I love this poem by the Welsh poet Henry Vaughan (1621-95), for its marvelous depiction of the mystical life. His phrase “dazzling darkness” owes to John of the Cross, the 16th-century Spanish mystic whose Dark Night of the Soul sets out an apophatic spirituality, and Vaughan, too, urges the night, both literal and metaphorical, as the place to find God (or, rather, to be found in God).

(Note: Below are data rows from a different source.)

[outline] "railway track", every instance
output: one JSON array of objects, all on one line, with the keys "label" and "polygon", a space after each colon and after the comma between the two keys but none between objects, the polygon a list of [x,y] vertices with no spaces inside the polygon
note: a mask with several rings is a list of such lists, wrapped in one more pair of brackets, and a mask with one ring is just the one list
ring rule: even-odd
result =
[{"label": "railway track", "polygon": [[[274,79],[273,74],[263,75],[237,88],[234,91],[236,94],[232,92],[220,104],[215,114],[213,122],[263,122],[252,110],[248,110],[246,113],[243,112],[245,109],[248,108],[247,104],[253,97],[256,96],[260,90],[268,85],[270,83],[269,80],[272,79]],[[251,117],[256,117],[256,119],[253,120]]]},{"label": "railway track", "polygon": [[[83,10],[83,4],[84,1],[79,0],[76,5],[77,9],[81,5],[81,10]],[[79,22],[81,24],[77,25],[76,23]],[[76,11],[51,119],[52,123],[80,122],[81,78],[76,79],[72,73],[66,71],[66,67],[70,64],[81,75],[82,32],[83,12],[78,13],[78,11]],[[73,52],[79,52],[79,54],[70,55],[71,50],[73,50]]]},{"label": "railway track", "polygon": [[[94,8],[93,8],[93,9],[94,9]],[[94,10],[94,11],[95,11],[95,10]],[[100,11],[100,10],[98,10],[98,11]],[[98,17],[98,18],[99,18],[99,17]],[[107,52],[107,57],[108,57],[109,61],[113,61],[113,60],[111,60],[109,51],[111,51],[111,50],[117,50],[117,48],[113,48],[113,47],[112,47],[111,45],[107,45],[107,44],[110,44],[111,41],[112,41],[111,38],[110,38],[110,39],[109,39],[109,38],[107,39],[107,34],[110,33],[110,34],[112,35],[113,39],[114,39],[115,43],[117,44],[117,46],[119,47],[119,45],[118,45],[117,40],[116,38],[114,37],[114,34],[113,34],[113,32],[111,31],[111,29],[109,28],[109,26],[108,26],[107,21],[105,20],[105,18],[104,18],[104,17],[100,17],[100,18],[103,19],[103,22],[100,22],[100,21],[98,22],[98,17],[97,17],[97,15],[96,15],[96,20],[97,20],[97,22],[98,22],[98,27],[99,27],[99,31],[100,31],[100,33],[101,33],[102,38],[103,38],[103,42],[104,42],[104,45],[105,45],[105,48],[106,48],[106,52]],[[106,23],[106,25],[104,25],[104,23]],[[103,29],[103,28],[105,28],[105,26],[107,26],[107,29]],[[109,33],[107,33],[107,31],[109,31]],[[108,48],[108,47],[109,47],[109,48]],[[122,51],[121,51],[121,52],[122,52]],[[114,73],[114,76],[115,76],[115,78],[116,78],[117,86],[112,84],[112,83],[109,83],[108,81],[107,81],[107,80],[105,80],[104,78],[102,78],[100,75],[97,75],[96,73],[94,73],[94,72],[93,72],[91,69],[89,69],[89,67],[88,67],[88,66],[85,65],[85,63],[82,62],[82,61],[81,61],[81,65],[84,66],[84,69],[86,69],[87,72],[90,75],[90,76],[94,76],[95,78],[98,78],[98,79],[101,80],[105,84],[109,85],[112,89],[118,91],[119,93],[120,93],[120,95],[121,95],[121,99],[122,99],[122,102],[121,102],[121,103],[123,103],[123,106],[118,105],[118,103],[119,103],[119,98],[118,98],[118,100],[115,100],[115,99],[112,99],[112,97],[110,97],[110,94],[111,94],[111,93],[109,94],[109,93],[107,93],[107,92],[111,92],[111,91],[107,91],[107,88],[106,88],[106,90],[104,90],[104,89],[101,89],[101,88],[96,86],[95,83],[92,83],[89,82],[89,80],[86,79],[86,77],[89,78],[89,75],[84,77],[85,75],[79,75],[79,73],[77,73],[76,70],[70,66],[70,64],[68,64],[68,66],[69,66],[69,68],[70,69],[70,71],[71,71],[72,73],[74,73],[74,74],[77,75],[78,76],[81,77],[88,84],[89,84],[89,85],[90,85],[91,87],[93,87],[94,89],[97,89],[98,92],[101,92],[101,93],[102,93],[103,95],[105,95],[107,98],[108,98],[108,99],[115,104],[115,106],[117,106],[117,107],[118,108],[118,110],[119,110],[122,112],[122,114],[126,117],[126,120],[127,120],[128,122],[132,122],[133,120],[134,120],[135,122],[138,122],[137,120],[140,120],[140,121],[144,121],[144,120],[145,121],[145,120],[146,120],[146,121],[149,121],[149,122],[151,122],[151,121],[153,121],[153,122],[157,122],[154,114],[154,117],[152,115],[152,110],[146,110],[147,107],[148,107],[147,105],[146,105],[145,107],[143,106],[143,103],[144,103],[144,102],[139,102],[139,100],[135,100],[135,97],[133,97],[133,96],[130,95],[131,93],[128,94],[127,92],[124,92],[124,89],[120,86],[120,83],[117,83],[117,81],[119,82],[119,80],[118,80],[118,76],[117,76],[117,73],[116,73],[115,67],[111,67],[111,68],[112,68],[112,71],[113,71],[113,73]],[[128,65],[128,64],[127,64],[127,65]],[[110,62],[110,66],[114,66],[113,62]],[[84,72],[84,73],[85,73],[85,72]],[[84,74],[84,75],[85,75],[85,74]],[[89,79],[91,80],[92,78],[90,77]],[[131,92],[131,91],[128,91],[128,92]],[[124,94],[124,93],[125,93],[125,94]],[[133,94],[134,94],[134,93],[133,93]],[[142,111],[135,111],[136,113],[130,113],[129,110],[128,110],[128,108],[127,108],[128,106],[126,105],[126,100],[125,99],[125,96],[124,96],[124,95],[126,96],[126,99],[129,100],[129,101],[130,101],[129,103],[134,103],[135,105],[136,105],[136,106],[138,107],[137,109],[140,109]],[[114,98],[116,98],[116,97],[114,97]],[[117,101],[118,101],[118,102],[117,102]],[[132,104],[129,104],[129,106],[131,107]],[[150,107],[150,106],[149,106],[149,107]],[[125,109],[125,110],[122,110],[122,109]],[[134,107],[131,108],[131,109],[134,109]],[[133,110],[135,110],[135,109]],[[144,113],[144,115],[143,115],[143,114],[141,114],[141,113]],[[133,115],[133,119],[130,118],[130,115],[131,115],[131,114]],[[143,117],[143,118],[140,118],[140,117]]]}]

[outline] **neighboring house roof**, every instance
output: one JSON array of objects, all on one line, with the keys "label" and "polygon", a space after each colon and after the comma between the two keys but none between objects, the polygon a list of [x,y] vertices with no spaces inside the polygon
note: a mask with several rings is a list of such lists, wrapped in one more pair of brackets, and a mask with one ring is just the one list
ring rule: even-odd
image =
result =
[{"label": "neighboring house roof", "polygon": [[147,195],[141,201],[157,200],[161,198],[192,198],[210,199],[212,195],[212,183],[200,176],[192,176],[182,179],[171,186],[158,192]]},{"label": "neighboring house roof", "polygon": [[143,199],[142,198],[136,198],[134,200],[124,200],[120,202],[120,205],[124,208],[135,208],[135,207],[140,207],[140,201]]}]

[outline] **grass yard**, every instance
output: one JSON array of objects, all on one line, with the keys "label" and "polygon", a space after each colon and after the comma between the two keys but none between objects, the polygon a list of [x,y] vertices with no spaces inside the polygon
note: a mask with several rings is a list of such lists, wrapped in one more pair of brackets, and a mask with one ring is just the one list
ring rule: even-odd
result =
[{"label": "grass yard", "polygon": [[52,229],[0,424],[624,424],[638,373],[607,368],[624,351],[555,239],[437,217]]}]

                   John 3.2

         Through that pure virgin shrine,
That sacred veil drawn o’er Thy glorious noon,
That men might look and live, as glowworms shine,
             And face the moon,
    Wise Nicodemus saw such light
    As made him know his God by night.

         Most blest believer he!
Who in that land of darkness and blind eyes
Thy long-expected healing wings could see,
             When Thou didst rise!
    And, what can never more be done,
    Did at midnight speak with the Sun!

         O who will tell me where
He found Thee at that dead and silent hour?
What hallowed solitary ground did bear
             So rare a flower,
    Within whose sacred leaves did lie
    The fulness of the Deity?

         No mercy-seat of gold,
No dead and dusty cherub, nor carved stone,
But His own living works did my Lord hold
             And lodge alone;
    Where trees and herbs did watch and peep
    And wonder, while the Jews did sleep.

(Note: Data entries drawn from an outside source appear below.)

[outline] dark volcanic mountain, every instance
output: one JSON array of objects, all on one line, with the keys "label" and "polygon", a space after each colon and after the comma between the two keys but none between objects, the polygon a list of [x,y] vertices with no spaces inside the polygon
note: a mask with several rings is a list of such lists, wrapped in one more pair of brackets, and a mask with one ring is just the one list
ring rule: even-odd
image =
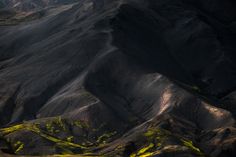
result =
[{"label": "dark volcanic mountain", "polygon": [[3,156],[236,155],[235,1],[41,2],[0,21]]}]

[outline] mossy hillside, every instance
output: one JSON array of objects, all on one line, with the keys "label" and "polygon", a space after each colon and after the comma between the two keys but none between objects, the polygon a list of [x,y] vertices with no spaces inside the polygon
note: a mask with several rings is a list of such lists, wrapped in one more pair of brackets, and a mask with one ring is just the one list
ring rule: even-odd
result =
[{"label": "mossy hillside", "polygon": [[[105,125],[99,128],[93,128],[83,121],[69,121],[56,117],[45,120],[45,122],[25,122],[0,130],[2,139],[6,139],[11,143],[11,148],[15,154],[25,154],[27,143],[24,141],[24,135],[18,138],[11,138],[20,134],[22,131],[31,132],[42,138],[42,140],[50,141],[51,149],[55,149],[55,154],[93,154],[96,149],[105,147],[106,144],[113,139],[116,131],[105,130]],[[73,128],[77,128],[81,134],[74,136]],[[78,133],[77,133],[78,134]],[[17,141],[16,141],[17,139]],[[36,145],[36,143],[35,143]]]}]

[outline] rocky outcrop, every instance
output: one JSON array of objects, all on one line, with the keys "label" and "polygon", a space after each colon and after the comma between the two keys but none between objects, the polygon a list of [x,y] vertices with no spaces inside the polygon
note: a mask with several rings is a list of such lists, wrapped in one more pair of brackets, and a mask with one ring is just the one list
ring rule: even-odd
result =
[{"label": "rocky outcrop", "polygon": [[234,156],[234,7],[81,0],[0,26],[1,149]]}]

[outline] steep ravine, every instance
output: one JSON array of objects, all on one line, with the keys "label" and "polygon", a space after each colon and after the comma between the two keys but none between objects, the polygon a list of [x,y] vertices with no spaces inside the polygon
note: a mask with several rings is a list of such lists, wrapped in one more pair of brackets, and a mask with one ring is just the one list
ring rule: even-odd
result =
[{"label": "steep ravine", "polygon": [[79,0],[1,25],[0,156],[234,157],[235,7]]}]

         Dear night! this world’s defeat;
The stop to busy fools; care’s check and curb;
The day of spirits; my soul’s calm retreat
             Which none disturb!
    Christ’s progress, and His prayer time;
    The hours to which high heaven doth chime;

         God’s silent, searching flight;
When my Lord’s head is filled with dew, and all
His locks are wet with the clear drops of night;
             His still, soft call;
    His knocking time; the soul’s dumb watch,
    When spirits their fair kindred catch.

         Were all my loud, evil days
Calm and unhaunted as is thy dark tent,
Whose peace but by some angel’s wing or voice
             Is seldom rent,
    Then I in heaven all the long year
    Would keep, and never wander here.

         But living where the sun
Doth all things wake, and where all mix and tire
Themselves and others, I consent and run
             To every mire,
    And by this world’s ill-guiding light,
    Err more than I can do by night.

         There is in God, some say,
A deep but dazzling darkness, as men here
Say it is late and dusky, because they
             See not all clear.
    O for that night! where I in Him
    Might live invisible and dim!

Comments

  1. I’m not sure I will ever comprehend the “I in Him” turn. I am fairly certain that it can only be expressed in poetry if at all.

  2. Perfect :)

  3. Christian: I think that it gets expressed every time we take the sacrament. We take the elements into us, and thereby enter Him.

  4. Thanks, Jason, for reminding me of this poem. It has again prompted meditation on John 15:4-5: “Abide in me, and I in you. …”

  5. Yes! Yes! Yes!

  6. This is really great, Jason. I wasn’t familiar with it. Thank you. And I totally agree on the sacrament.